Tao of Stieb: Flexibility required for Jays

October 2, 2012, 6:58 PM

One of the fun things about being a sports fan these days is that moment when you start to lose your perspective in the midst of a visceral reaction to a play on the field …

John McDonald makes a stunning play in the field? MAKE HIM A JAY FOR LIFE! Jesse Carlson strikes out the side with the bases loaded? FUTURE CLOSER!

Last night, we had a similar moment soon after Yan Gomes hit a game tying homer in the ninth. Soon thereafter, my Twitter feed — spurred by Gregg Zaun’s comments — looked something like: GOMES IS THE MOST VALUABLE PLAYER IN BLUE JAYS HISTORY, WITH THE POP AND THE EIGHT POSITIONS HE PLAYS! KEY TO 2013 PLAYOFFS!

In the particular case of Gomes, the reaction was clearly over the top, though I applaud those who were willing to get that enthusiastic in the late innings of Game 160 in this cruddy season. But taking a clear-eyed view of Gomes, you have to recognize that he is really a backup catcher, and not much more.

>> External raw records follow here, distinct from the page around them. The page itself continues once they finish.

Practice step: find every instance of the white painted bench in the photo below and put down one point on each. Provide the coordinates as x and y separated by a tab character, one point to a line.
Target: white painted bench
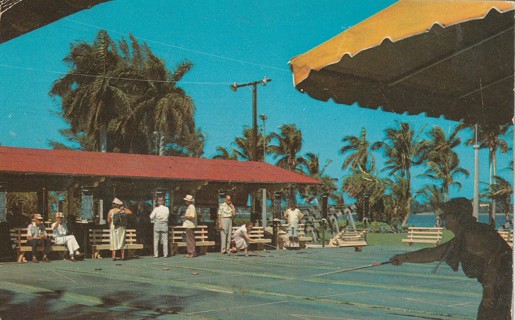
19	240
283	236
99	240
507	235
257	234
431	235
349	238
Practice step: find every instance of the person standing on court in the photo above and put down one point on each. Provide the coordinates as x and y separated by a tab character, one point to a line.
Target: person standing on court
482	253
117	220
226	212
189	223
293	216
37	236
159	217
61	237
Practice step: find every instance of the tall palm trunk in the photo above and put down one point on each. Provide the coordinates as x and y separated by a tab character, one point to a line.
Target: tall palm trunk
493	172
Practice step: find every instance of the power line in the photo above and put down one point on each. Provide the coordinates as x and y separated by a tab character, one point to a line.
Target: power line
116	78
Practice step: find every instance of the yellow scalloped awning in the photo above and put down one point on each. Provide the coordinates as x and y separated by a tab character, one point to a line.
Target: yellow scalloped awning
401	20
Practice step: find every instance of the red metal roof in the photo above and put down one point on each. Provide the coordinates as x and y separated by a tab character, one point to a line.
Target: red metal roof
81	163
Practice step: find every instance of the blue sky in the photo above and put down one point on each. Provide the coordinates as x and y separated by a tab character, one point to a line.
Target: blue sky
228	41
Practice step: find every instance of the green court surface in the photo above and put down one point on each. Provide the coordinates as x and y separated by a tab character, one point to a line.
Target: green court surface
276	285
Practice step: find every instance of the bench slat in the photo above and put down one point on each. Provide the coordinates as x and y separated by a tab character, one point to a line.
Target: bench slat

Sure, credit is due to the Brazilian rookie for picking up the slack at third and first on occasion, and for his 8.2 innings of work in an emergency role in left field (where he has yet to field a single ball, just so you know). But it’s important to remember that the catching position for 2013 is one of the few where the Blue Jays have more options than roster spots at this point.

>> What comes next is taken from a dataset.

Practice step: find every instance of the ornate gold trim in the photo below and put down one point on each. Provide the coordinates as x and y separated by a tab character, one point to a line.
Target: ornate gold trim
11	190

With J.P. Arencibia, Travis d’Arnaud and Jeff Mathis all looking for opportunities to squat behind the dish, there would seem to be plenty of catching resources. At the same time, the Blue Jays shouldn’t be hard up when it comes to backups at first and third, nor are those defensive positions that should worry you as much as the middle infield and outfield.

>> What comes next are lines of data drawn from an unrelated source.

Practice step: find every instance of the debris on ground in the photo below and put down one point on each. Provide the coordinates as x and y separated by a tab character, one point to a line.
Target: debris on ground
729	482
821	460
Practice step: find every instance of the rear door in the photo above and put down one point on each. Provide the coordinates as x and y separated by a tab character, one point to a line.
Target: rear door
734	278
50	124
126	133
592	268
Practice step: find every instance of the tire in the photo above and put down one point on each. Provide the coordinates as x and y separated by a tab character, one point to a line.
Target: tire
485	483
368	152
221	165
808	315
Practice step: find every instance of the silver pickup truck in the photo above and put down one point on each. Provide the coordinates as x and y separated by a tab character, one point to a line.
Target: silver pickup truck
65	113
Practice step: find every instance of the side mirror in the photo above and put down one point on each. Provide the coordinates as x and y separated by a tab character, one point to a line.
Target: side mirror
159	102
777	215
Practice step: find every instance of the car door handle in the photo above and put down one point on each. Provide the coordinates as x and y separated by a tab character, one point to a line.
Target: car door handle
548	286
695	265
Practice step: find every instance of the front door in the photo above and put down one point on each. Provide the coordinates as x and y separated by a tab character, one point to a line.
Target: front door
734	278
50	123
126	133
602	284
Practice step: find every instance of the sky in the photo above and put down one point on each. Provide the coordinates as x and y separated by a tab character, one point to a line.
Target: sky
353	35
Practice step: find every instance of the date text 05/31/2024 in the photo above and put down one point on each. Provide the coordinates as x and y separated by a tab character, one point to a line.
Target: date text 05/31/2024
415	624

But this is not to wholly dismiss the notion that was being floated. There is a lot of validity to the notion that the Blue Jays should look to develop greater flexibility on their roster for next season. Take, for example, the Tampa Bay Rays.

(I’ll pause now for you to roll your eyes … Yes, the Rays again.)

The thing that I’ve come to admire greatly about Joe Maddon’s management of the team is that there are few if any sacred cows. Players — some really good players — get shifted around the diamond and up and down the lineup according to the greatest need of the day. Ben Zobrist (140 OPS+) has played right field, short stop and second base and hit everywhere from first through sixth in the batting order. Jeff Keppinger (129 OPS+) has played first, second, third and DH and hit in every spot but leadoff.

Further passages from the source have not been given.